Find the mass of gas in terms of grams.

Answer to Problem 1ICA

The mass of nitrogen gas in terms of grams is 14.4 g.

Explanation of Solution

Given data:

Molecular weight (MW) of nitrogen is 28 grams per mole.

Pressure (P)is 2.4 atmospheres.

Formula used:

Consider the ideal gas law relationship.

$PV=nRT$ (1)

Here,

$P$ is the pressure.

$V$ is the volume.

$n$ is number of moles.

$R$ is gas constant , which has standard value as $0.0821\text{atm}\cdot \text{L}/\text{mol}\cdot \text{K}$

Calculation:

Refer to the graph in the respective question. The expression is,

$V=\left(0.0175\text{L}/\text{K}\right)T$

Modify equation (1) as follows.

$n=\frac{VP}{RT}$

Substitute $\left(0.0175\text{L}/\text{K}\right)T$ for $V$,

$\begin{array}{c}n=\frac{\left[\left(0.0175\text{L}/\text{K}\right)T\right]P}{RT}\\ =\frac{\left(0.0175\text{L}/\text{K}\right)P}{R}\end{array}$

Substitute 2.4 atm for P and $0.0821\text{atm}\cdot \text{L}/\text{mol}\cdot \text{K}$ for $R$,

$\begin{array}{c}n=\frac{\left(0.0175\text{L}/\text{K}\right)\left(2.4\text{atm}\right)}{\left(0.0821\text{atm}\cdot \text{L}/\text{mol}\cdot \text{K}\right)}\\ =\frac{0.042}{0.0821}\text{mol}\\ =0.51157\text{mol}\\ \cong 0.512\text{mol}\end{array}$

Consider the general expression for mass in terms of molecular weight.

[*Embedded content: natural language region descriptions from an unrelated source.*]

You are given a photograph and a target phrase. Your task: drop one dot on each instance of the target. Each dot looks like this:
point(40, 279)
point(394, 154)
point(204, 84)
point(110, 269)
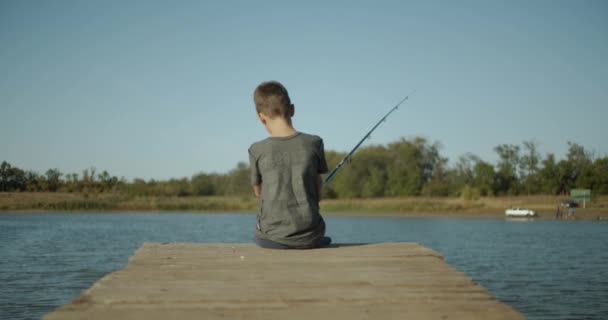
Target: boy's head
point(272, 100)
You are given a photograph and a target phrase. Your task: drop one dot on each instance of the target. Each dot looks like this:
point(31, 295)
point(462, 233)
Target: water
point(545, 269)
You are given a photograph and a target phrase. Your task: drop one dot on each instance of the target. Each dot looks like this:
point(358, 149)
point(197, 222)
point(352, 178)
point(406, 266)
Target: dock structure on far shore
point(243, 281)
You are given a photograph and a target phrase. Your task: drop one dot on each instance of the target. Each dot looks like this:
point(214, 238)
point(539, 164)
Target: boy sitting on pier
point(285, 175)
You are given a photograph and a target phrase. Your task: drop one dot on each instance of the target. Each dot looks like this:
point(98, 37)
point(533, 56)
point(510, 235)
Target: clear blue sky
point(160, 89)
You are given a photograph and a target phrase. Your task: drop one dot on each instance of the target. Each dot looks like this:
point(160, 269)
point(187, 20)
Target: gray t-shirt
point(287, 168)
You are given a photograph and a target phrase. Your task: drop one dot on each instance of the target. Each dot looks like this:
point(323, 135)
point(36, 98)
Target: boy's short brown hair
point(271, 98)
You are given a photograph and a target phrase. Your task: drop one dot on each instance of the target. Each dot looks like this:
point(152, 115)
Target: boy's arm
point(319, 186)
point(257, 190)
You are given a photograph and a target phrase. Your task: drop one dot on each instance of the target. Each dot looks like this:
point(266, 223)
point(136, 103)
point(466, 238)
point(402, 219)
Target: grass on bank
point(38, 201)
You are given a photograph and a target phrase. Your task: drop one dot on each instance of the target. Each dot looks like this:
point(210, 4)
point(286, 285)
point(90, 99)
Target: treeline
point(402, 168)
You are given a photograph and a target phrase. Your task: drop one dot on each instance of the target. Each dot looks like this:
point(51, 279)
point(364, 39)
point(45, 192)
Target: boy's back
point(287, 168)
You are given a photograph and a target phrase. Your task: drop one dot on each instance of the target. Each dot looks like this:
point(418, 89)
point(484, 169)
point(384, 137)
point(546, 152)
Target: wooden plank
point(243, 281)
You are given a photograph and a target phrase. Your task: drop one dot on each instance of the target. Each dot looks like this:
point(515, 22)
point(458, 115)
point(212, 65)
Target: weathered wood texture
point(242, 281)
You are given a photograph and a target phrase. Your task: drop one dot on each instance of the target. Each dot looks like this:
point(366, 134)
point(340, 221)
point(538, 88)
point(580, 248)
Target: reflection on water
point(545, 269)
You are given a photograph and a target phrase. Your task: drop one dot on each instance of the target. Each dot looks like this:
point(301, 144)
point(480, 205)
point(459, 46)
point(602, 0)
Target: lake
point(545, 269)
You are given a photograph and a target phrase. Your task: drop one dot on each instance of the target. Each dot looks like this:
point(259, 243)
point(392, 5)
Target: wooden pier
point(242, 281)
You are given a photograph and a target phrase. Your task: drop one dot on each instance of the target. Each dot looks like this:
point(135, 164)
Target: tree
point(600, 174)
point(484, 177)
point(549, 176)
point(506, 176)
point(405, 172)
point(53, 179)
point(580, 163)
point(202, 185)
point(529, 167)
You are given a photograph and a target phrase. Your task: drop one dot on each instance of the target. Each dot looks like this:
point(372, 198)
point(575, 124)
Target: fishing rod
point(347, 157)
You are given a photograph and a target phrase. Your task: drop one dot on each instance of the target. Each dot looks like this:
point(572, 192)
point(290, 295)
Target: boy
point(285, 175)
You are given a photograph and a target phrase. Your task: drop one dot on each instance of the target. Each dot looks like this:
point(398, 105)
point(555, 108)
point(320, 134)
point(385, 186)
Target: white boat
point(519, 212)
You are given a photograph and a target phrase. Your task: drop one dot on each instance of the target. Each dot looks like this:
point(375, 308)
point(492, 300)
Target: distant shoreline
point(485, 207)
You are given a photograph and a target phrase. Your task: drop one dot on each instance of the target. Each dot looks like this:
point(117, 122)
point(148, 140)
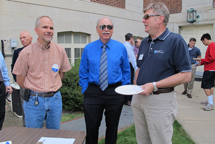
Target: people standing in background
point(40, 69)
point(209, 71)
point(4, 88)
point(104, 66)
point(25, 39)
point(194, 52)
point(132, 61)
point(161, 67)
point(136, 47)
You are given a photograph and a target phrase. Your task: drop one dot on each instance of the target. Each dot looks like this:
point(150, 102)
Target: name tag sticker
point(55, 67)
point(141, 57)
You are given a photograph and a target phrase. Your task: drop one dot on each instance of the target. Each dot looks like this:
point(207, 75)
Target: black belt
point(109, 86)
point(163, 90)
point(48, 94)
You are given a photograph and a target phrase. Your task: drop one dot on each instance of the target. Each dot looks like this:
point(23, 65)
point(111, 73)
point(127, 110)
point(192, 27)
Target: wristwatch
point(155, 87)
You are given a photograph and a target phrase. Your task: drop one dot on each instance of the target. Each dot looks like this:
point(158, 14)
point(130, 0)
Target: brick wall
point(114, 3)
point(174, 6)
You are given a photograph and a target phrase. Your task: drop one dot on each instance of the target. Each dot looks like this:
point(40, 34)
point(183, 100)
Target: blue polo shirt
point(162, 57)
point(117, 61)
point(194, 53)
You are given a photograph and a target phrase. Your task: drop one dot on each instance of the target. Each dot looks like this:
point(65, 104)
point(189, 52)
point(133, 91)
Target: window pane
point(68, 52)
point(82, 49)
point(83, 39)
point(60, 38)
point(68, 38)
point(77, 38)
point(77, 52)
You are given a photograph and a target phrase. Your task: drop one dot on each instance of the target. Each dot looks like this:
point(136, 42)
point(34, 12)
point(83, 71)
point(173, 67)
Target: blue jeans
point(49, 109)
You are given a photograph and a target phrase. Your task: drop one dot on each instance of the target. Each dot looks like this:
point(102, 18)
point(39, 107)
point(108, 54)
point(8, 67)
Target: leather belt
point(48, 94)
point(109, 86)
point(163, 90)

$m=n\left(\text{MW}\right)$ (2)

Substitute $28\text{g}/\text{mol}$ for MW and 0.512 mol for $n$,

$\begin{array}{c}m=\left(0.512\text{mol}\right)\left(28\text{g}/\text{mol}\right)\\ =14.336\text{g}\\ \cong 14.4\text{g}\end{array}$

Conclusion:

Thus, the mass of nitrogen gas in terms of grams is 14.4 g.

To determine

Find the pressure of tank in terms of atmospheres.

Answer to Problem 1ICA

The pressure of tank in terms of atmospheres is 3.0 atm.

Explanation of Solution

Given data:

Molecular weight (MW) of oxygen is 32 grams per mole.

Mass of oxygen (m)is 20 grams.

Calculation:

Refer to the graph in the respective question.

Modify equation (2).

$n=\frac{m}{\text{MW}}$

Substitute 20 g for $m$ and $32\text{g}/\text{mol}$ for MW,

$\begin{array}{c}n=\frac{20\text{g}}{32\text{g}/\text{mol}}\\ =0.625\text{mol}\end{array}$

Modify equation (1).

$P=\frac{nRT}{V}$

Substitute $\left(0.0175\text{L}/\text{K}\right)T$ for $V$ and modify the expression as follows.

$\begin{array}{c}P=\frac{nRT}{\left[\left(0.0175\text{L}/\text{K}\right)T\right]}\\ =\frac{nR}{\left(0.0175\text{L}/\text{K}\right)}\end{array}$

Substitute 0.625 mol for n and $0.0821\text{atm}\cdot \text{L}/\text{mol}\cdot \text{K}$ for $R$ to obtain the value of pressure.

$\begin{array}{c}P=\frac{nR}{\left(0.0175\text{L}/\text{K}\right)}\\ =\frac{\left(0.625\text{mol}\right)\left(0.0821\text{atm}\cdot \text{L}/\text{mol}\cdot \text{K}\right)}{\left(0.0175\text{L}/\text{K}\right)}\\ =\frac{0.0513}{0.0175}\text{atm}\\ =2.93\text{atm}\end{array}$

$P\cong 3.0\text{atm}$

Conclusion:

Thus, the pressure of tank in terms of atmospheres is 3.0 atm.